Keywords

1 Introduction

Gestures form an important aspect in human communication, to the point that people gesture even in telephone conversations. Gesture recognition can be viewed as the ability of a computer based system to decode the meaning of a gesture [1]. Hand gesture recognition has many application areas for instance sign language recognition, robotic arm control and Human Vehicle Interaction (HVI) [2].

In this study, the main application area of interest was sign language recognition. Hand gesture recognition has demonstrated to be more convenient over other conventional methods of human computer interactions like mouse and key board [3]. There are two approaches to hand gesture recognition, namely data glove and vision-based [1]. The vision-based approach can be categorized as appearance-based methods and 3D hand model-based methods. Appearance-based methods are preferred in real-time performance, because it is less complex to perform image processing on a 2D image. The 3D hand model-based method provides a better description of hand features. However, as the 3D hand models are articulated, deformable objects with many degrees of freedom require a very large image database to cover all the characteristic shapes under different views. Matching the query image frames from video input with all images in the database is time-consuming and computationally expensive [4].

The vision-based approach is considered to provide a more natural and intuitive human computer interface [3]. However, hand gesture recognition has proved to be quite challenging due to the multiple context and interpretations of gestures amid other challenges like the complex non-rigid characteristics of the hand [5]. Sign language (SL) is also primarily grounded on spatial characteristics and iconicity characteristics.
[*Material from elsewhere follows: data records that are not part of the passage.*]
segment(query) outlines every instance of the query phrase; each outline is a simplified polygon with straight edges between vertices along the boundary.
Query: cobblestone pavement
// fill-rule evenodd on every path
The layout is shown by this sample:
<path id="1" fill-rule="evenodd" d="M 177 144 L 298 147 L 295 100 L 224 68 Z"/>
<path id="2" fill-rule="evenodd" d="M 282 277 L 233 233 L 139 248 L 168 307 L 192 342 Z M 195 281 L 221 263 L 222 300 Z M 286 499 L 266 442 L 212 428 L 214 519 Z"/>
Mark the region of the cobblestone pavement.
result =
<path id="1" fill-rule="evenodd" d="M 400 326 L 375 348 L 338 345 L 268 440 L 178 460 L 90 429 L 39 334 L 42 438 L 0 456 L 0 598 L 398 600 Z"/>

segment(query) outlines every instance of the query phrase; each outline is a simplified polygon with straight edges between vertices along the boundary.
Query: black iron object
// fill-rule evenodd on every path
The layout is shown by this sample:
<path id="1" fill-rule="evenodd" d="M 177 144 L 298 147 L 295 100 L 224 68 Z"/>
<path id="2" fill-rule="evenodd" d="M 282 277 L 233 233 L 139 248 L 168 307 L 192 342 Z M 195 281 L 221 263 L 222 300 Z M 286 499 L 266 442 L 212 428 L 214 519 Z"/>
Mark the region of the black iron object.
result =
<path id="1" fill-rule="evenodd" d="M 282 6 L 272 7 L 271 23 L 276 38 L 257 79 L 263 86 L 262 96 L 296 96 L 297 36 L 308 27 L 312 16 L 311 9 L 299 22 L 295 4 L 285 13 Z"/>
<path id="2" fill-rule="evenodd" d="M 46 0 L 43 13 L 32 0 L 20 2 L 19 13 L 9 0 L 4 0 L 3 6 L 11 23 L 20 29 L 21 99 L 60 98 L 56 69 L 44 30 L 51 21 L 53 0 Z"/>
Hand parameters like the shape, motion of the hand, position in space as well as lips movement, and facial expressions are used to decode meaning of a sign [6].

Past research indicates that most research in sign language recognition is confined to a small subset of the whole sign language due to the constraints associated with vision-based hand gesture recognition [7]. This paper outlines the constraints associated with vision-based sign language hand gesture recognition.

2 Objective

The objectives of this study are to:

  • Analyze the constraints in the hand tracking and segmentation phase of a vision-based sign language hand gesture recognition system.

  • Analyze the constraints in the feature extraction phase of a vision-based sign language hand gesture recognition system.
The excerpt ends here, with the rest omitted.